I have a 'collections.defaultdict' (see x below) that is a multi-valued dictionary. All values associated with each unique key are stored in a list.
>>>x
defaultdict(<type 'list'>, {'a': ['aa', 'ab', 'ac'], 'b': ['ba', 'bc'], 'c': ['ca', 'cb', 'cc', 'cd']})
I want to use the Python fuzzywuzzy package in order to search a target string against all the values nested in the multi-valued dictionary and return the top 5 matches based on fuzzywuzzy's built-in edit distance formula.
from fuzzywuzzy import fuzz
from fuzzywuzzy import process
query = 'bc'
choices = x
result = process.extract(query, choices, limit=5)
And then I will run a process that takes the closest match (value with highest fuzz ratio score) and identifies which key that closest matched value is associated with. In this example, the closest matched value is of course 'bc' and the associated key is 'b'.
My question is: How do I run the fuzzywuzzy query against all of the values within the nested lists of the dictionary?

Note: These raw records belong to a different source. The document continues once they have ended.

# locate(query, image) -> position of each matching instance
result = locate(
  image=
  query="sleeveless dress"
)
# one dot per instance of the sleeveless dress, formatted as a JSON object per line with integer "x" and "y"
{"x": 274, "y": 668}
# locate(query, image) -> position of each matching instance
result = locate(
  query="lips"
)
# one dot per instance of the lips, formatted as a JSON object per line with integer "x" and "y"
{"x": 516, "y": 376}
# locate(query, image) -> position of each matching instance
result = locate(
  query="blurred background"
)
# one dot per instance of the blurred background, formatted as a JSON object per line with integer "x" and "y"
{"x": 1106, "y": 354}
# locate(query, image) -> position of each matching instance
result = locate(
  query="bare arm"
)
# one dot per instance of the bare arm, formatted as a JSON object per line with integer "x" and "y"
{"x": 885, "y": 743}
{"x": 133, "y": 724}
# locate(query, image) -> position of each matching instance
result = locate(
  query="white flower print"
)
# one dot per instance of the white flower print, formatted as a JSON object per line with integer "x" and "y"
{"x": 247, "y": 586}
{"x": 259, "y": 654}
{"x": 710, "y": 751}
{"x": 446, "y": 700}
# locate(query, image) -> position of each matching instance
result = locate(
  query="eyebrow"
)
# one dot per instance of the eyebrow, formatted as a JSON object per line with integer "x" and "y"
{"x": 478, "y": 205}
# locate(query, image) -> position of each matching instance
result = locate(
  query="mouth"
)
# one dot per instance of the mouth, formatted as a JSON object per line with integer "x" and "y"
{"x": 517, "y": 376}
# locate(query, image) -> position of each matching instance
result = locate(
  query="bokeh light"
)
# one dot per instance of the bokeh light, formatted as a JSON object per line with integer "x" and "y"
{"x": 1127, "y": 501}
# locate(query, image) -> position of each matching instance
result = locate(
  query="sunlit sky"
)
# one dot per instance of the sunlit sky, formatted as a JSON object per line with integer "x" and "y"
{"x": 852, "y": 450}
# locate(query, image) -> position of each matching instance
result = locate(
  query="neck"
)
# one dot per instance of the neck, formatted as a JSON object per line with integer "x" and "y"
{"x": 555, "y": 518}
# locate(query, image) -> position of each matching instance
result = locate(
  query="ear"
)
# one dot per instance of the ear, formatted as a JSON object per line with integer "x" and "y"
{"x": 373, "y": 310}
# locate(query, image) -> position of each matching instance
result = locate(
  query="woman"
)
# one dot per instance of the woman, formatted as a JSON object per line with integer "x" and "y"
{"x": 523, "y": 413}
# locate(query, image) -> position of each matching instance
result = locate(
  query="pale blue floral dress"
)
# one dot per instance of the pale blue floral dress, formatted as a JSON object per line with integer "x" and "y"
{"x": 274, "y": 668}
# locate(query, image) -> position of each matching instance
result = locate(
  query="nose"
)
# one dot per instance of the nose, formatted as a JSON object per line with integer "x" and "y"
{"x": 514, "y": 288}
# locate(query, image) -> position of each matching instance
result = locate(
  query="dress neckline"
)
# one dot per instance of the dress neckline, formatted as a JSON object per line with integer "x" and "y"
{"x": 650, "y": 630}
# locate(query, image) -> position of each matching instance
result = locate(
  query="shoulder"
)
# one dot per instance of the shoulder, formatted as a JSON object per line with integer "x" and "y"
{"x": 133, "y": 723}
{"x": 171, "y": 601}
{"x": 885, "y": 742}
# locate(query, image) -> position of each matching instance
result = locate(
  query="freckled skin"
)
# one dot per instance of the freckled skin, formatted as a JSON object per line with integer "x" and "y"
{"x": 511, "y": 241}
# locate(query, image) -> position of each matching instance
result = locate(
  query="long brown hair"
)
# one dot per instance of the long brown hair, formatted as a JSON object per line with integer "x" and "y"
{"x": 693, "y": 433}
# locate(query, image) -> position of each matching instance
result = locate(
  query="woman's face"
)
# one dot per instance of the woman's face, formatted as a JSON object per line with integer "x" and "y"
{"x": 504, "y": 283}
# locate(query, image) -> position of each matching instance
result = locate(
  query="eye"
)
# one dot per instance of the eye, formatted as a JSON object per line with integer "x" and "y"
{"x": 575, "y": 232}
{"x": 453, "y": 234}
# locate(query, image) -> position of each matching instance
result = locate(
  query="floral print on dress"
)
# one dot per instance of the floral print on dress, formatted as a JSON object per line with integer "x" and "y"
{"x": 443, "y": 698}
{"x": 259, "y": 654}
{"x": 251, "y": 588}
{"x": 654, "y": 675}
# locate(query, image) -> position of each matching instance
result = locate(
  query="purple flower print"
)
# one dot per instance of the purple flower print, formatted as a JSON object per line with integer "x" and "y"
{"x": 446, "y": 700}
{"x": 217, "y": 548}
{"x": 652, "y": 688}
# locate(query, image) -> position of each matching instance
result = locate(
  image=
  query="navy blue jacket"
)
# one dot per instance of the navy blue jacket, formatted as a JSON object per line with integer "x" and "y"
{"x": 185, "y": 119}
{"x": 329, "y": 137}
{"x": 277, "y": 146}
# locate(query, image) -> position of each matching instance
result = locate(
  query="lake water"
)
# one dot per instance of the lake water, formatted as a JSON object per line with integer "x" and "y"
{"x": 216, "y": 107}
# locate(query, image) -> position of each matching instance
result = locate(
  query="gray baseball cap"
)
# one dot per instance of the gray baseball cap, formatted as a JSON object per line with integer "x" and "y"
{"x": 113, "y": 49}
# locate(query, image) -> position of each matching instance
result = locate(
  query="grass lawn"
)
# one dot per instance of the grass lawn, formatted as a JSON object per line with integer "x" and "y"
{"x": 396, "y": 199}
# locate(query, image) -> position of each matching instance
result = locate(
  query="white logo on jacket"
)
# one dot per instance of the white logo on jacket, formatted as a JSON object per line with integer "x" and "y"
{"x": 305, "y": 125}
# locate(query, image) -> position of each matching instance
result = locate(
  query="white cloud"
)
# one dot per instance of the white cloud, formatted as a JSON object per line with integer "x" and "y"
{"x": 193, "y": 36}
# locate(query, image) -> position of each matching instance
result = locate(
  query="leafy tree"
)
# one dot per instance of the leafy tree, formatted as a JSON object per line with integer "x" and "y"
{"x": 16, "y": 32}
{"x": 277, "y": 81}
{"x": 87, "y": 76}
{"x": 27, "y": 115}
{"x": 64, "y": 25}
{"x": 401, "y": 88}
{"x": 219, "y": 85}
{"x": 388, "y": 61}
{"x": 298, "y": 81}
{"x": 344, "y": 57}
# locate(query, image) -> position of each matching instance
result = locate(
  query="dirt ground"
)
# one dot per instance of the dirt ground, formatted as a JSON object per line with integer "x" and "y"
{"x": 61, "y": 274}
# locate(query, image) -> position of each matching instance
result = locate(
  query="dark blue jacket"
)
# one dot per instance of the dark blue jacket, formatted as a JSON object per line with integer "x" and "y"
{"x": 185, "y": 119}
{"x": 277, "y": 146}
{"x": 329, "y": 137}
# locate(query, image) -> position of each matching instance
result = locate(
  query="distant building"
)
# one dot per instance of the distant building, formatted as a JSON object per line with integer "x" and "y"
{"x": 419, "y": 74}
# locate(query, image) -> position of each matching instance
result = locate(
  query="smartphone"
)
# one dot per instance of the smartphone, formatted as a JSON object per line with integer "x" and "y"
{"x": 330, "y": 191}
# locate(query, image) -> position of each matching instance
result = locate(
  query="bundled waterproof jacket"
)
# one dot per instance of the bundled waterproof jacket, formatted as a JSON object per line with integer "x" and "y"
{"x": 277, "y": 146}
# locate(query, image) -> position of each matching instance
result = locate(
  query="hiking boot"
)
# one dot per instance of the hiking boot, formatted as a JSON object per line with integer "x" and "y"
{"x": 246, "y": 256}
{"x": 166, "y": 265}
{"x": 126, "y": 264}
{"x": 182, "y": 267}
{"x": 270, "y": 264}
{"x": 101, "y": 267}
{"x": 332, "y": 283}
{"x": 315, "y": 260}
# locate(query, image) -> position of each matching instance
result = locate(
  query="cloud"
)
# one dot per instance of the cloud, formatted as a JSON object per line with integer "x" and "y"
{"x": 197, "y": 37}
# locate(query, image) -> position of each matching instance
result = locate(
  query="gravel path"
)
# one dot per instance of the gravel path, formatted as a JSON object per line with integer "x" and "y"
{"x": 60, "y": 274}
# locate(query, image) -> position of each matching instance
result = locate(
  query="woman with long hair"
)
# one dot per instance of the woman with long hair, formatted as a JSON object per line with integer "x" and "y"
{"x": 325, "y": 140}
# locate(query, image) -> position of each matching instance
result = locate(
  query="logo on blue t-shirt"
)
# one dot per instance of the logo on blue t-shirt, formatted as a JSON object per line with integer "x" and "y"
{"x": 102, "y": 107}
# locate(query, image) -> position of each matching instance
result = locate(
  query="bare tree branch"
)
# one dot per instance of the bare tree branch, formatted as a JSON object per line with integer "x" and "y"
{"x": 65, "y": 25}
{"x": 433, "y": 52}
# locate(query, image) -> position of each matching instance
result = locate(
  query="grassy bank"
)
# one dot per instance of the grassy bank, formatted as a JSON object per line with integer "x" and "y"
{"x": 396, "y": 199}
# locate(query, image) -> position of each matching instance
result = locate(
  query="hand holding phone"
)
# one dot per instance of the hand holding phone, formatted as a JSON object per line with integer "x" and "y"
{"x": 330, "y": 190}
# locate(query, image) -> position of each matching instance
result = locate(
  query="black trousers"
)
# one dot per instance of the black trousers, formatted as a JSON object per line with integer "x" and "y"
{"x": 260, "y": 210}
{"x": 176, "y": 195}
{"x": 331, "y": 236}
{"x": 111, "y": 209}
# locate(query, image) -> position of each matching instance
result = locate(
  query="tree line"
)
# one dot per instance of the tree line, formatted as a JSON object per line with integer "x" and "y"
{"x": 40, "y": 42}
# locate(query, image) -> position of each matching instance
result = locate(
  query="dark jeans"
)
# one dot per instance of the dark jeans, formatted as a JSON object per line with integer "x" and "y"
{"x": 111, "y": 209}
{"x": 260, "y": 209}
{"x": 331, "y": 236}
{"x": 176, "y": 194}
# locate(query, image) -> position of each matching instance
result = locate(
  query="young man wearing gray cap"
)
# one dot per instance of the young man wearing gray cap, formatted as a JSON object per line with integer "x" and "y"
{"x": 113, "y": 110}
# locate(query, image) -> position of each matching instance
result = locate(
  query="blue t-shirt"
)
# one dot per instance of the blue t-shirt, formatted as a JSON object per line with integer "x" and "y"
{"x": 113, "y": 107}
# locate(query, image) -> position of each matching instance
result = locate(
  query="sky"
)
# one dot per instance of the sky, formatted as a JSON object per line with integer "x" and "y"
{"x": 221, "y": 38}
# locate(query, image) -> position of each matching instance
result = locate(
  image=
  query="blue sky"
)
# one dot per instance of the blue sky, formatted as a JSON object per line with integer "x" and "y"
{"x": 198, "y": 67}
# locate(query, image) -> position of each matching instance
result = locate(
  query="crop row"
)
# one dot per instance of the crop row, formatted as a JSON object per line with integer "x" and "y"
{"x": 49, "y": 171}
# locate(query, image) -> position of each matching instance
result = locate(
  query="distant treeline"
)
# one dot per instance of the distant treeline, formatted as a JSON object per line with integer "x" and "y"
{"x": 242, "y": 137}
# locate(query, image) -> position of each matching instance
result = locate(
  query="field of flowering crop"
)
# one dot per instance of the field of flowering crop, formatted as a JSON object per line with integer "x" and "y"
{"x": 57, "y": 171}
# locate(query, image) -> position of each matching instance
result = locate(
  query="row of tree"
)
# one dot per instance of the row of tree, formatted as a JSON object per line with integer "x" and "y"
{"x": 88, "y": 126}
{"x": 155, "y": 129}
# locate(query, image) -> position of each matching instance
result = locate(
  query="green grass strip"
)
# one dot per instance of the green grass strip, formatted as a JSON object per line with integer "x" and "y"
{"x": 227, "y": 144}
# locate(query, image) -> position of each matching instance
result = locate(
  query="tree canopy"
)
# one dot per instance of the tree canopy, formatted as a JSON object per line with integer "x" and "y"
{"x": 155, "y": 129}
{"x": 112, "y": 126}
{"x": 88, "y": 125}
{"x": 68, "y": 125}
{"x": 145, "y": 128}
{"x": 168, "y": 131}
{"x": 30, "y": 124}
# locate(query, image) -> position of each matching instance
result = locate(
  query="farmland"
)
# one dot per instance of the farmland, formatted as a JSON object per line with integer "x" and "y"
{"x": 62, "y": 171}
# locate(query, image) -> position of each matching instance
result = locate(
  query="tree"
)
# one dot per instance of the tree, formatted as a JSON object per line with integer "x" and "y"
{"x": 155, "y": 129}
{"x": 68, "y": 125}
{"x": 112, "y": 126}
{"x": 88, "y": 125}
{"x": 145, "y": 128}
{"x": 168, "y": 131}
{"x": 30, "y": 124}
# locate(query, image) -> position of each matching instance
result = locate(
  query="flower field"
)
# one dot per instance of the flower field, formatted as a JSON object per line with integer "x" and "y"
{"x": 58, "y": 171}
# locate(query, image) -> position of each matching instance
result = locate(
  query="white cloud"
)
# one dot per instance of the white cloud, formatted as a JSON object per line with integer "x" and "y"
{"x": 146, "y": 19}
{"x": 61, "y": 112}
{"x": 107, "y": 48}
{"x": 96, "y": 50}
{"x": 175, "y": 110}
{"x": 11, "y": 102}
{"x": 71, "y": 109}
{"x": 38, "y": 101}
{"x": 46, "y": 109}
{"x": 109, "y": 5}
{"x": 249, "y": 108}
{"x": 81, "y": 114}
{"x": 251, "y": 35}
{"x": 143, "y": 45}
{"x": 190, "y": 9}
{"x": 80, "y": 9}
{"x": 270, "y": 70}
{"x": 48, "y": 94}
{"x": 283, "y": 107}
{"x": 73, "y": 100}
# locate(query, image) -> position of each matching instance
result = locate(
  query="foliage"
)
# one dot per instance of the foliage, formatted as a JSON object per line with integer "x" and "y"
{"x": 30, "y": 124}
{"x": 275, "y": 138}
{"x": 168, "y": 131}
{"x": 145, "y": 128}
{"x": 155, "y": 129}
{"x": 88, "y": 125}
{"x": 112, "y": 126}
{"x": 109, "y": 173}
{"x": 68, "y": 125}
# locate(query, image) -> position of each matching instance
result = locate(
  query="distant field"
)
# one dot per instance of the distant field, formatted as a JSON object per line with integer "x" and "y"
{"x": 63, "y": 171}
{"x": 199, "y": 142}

When I run the fuzzywuzzy process above, I get a TypeError: expected string or buffer.
To get all the values in the lists from your dictionary in a flat list, use
from itertools import chain
and change the line
choices = x
to
choices = chain.from_iterable(x.values())
Consider making a set
out of that if in your real data you have overlapping values.
result:
[('bc', 100), ('ba', 50), ('ca', 50), ('cb', 50), ('cc', 50)]